Pode-se ler nesta política do Brasil que “uso do fogo será permitido em locais onde as peculiaridades o justifiquem para práticas agrossilvopastoris e com autorização prévia. Outras situações são para pesquisa científica aprovada a cargo de instituição reconhecida; para a prática de prevenção e combate a incêndios; na cultura de subsistência de povos indígenas, comunidades quilombolas ou tradicionais e agricultores familiares; e para a capacitação de brigadistas florestais. No caso das faixas de domínio de rodovias e de ferrovias, será possível usar o fogo para reduzir material combustível vegetal e prevenir incêndios florestais, mas devem ser adotadas medidas de contenção segundo resoluções do Comitê Nacional de Manejo Integrado do Fogo, criado pelo texto.”

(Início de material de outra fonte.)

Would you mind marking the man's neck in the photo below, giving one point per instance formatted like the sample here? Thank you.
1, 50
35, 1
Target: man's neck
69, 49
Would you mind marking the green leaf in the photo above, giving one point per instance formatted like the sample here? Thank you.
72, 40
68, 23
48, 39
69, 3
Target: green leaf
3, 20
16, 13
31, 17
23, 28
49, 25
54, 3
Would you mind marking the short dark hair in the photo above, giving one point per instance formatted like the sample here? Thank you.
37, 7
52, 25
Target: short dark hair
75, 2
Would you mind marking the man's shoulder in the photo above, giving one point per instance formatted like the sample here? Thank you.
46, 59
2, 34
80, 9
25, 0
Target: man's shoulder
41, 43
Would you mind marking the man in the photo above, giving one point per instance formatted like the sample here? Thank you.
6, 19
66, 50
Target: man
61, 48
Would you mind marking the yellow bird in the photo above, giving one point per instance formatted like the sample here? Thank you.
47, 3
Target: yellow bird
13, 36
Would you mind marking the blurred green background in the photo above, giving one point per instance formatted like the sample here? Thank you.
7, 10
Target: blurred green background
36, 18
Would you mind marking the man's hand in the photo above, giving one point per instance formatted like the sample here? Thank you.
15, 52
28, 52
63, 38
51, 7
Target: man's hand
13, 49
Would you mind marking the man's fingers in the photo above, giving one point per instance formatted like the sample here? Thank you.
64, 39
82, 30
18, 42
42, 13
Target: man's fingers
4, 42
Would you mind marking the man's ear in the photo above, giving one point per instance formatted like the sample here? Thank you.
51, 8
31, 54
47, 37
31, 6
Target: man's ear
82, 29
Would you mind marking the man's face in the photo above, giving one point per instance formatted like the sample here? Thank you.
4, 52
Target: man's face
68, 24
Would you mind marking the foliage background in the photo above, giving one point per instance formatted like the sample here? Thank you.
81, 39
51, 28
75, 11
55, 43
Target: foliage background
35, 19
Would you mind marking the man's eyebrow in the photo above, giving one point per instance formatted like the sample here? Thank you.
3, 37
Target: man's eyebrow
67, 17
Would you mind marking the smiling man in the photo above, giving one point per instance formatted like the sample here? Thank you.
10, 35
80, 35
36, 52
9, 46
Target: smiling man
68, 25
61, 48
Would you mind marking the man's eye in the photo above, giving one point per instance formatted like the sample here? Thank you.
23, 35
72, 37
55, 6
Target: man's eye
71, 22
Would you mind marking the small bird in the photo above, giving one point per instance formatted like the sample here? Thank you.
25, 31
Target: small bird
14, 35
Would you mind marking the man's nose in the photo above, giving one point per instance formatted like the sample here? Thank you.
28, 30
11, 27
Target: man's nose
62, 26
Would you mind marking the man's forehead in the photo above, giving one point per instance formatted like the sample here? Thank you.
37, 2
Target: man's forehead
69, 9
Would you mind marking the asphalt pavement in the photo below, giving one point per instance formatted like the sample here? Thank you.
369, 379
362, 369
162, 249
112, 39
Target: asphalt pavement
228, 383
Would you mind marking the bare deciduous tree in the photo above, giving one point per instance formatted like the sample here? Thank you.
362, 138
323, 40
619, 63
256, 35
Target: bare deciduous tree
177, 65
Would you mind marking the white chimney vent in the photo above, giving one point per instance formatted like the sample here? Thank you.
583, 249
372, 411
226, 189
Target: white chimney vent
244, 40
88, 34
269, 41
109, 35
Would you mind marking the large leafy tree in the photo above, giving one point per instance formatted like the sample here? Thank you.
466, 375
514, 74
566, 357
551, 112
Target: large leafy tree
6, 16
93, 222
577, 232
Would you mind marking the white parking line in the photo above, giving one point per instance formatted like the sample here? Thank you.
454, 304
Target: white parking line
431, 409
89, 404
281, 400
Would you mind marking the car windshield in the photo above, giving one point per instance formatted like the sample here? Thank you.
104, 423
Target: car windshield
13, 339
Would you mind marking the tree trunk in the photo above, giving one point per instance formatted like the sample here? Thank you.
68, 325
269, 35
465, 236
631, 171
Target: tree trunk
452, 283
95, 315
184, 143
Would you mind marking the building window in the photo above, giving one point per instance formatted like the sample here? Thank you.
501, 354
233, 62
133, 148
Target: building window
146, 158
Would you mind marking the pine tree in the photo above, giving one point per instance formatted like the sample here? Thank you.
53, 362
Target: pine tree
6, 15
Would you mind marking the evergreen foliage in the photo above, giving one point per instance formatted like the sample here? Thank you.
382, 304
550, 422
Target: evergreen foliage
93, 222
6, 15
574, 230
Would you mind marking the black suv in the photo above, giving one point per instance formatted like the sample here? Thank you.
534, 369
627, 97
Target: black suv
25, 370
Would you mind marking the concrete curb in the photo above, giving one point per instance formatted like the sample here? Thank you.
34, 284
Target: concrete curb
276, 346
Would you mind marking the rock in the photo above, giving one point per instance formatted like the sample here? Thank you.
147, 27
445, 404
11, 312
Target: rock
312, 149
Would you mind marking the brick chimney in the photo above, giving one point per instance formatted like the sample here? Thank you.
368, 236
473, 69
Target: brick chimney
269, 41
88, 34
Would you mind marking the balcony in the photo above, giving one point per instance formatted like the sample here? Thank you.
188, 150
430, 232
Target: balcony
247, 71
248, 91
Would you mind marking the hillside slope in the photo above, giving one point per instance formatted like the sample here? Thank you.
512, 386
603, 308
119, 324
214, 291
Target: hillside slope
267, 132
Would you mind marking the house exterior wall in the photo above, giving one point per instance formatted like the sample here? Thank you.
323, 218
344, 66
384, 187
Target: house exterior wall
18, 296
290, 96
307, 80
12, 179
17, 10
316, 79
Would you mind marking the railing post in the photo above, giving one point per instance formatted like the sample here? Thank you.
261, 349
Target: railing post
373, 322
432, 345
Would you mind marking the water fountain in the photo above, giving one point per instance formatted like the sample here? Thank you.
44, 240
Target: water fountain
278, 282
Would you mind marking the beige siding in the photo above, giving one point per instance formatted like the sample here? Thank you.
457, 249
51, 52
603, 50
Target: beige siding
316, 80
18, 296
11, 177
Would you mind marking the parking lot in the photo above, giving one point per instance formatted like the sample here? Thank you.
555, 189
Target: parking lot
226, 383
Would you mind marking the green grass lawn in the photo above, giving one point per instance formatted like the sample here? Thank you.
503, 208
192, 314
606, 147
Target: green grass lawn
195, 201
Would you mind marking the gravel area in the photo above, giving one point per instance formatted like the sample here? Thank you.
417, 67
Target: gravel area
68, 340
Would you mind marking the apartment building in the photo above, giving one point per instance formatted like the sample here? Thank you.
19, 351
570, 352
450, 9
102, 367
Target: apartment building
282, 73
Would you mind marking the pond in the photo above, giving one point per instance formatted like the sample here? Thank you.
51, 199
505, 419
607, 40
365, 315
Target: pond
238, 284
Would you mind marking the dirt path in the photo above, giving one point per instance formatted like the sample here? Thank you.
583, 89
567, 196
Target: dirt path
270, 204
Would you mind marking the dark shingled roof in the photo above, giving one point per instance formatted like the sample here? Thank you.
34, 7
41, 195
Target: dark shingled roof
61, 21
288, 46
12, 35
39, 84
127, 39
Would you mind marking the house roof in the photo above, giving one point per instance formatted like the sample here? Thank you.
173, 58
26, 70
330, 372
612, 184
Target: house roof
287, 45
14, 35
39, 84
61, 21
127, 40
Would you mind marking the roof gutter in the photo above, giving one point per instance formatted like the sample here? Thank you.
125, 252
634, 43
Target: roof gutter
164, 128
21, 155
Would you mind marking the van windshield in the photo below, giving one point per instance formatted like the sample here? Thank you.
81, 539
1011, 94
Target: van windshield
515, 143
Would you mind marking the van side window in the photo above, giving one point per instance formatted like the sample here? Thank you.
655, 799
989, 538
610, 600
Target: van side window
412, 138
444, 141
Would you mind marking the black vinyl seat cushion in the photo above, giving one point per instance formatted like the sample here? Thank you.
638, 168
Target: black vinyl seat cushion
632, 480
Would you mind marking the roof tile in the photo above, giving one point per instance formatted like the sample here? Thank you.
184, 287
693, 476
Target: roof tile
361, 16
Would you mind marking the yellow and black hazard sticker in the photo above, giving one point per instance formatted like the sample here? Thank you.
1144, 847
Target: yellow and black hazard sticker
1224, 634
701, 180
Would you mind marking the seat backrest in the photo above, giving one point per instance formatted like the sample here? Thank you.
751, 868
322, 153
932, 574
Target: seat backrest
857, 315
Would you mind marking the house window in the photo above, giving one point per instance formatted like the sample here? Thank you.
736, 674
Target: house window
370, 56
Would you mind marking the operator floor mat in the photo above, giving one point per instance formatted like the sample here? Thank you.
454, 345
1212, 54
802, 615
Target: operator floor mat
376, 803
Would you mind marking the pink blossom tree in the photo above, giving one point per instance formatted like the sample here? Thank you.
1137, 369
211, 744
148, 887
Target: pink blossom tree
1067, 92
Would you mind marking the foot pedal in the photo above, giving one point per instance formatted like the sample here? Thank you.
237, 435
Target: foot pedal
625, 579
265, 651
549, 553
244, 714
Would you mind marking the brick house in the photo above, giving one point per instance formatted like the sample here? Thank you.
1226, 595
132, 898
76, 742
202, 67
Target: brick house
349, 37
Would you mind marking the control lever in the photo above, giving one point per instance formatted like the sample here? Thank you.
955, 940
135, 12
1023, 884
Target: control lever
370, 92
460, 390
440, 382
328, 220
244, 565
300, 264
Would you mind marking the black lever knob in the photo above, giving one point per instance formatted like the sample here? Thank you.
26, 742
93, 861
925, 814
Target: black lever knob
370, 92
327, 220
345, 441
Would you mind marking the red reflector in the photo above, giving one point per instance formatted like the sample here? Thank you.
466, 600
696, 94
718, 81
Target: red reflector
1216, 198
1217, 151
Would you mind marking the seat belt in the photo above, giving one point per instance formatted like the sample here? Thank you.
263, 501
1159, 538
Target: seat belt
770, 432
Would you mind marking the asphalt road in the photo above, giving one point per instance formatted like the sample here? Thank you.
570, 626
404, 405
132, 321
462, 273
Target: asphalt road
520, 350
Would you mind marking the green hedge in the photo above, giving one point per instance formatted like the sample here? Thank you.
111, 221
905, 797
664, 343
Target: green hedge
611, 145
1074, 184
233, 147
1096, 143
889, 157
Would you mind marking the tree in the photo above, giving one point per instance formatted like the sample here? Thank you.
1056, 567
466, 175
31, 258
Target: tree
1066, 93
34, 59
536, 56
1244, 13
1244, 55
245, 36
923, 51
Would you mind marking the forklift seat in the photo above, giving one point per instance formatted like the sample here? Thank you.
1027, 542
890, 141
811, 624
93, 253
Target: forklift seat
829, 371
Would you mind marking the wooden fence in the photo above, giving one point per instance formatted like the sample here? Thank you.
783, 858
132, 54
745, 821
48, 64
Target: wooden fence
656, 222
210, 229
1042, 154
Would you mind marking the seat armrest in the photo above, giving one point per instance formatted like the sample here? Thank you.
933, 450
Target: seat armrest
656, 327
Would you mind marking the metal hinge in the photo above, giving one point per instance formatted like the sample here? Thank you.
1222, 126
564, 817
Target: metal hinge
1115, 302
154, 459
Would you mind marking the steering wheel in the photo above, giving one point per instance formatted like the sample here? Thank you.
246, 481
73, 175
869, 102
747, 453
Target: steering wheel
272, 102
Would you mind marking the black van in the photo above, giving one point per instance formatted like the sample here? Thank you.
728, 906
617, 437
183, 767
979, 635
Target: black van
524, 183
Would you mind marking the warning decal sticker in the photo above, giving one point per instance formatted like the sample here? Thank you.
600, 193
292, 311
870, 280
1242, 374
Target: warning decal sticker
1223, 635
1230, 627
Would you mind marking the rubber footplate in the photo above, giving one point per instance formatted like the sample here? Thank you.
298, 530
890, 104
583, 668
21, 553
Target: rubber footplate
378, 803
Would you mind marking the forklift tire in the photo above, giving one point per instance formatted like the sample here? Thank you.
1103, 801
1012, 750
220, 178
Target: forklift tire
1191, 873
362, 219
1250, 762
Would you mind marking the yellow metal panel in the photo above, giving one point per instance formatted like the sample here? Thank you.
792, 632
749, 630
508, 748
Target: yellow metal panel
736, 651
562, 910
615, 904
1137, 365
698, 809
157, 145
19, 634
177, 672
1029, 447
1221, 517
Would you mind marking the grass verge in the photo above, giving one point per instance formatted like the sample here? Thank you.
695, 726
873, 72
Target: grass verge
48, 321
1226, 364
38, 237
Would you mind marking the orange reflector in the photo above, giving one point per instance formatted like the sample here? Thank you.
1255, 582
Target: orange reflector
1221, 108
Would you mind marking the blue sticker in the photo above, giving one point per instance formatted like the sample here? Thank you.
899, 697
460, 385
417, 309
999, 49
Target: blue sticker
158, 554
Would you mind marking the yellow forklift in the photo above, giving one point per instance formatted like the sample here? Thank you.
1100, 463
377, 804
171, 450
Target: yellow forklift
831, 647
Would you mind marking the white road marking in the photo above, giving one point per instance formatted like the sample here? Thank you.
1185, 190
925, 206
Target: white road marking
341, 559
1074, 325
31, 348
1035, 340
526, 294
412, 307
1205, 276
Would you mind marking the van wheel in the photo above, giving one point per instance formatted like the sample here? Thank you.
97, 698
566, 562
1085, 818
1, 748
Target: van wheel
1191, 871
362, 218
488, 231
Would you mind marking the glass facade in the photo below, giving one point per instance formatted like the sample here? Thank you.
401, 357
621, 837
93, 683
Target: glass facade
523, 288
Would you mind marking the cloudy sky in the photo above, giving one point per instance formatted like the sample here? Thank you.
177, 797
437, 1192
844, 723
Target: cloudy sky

A Universidade de Darwin e a Universidade de Lisboa, Instituto de Agronomia têm vindo a desenvolver trabalho sobre esta matéria em países africanos, asiáticos e na América Latina, adaptando a abordagem existente na Austrália a estes contextos. Os resultados têm sido ótimos, e têm comprovado que, com uma gestão integrada do fogo, as áreas ardidas diminuem.

A existência destas técnicas, bem como de leis que as consubstanciam, pode proporcionar a criação de créditos de carbono, que decorrem dos Gases com Efeito de Estufa que se deixam de emitir por se implementarem estas técnicas de gestão integradas.

Na Austrália já existe o mercado de créditos de carbono, onde as emissões evitadas decorrentes de “fogos evitados”, através destes métodos, são reconhecidas e valorizadas pelo mercado. Esta valorização decorre essencialmente dos cobenefícios que se criam na sociedade como geração de emprego, proteção e conservação da natureza, produção de alimentos, etc.

Nestes países o enfoque destes cobenefícios estão muito associados à população indígena e por isso em Portugal podemos pensar que esta abordagem não se aplica. No entanto não é bem assim. Em Portugal faz sentido pensar-se no mercado voluntário de carbono - cujo decreto-lei para criação deste mercado em Portugal está atualmente em consulta pública - também ao serviço das populações.

Aliás, faz sentido criar-se um mercado de carbono voluntário que recompense essencialmente as populações pelos serviços de conservação e de emissões evitadas que conseguem realizar. Obviamente que este mercado terá de gerar um valor suficiente para cobrir os investimentos realizados por todos os interlocutores e para gerar alguma rentabilidade também, mas acima de tudo não devemos esquecer que um mercado voluntário de carbono é mais do que uma fonte de receita: é uma forma de gerar rendimento que deve ser, na sua maioria, reinvestido em projetos verdes que ajudem ao bem-estar das comunidades e que contribuam para a efetiva descarbonização da economia.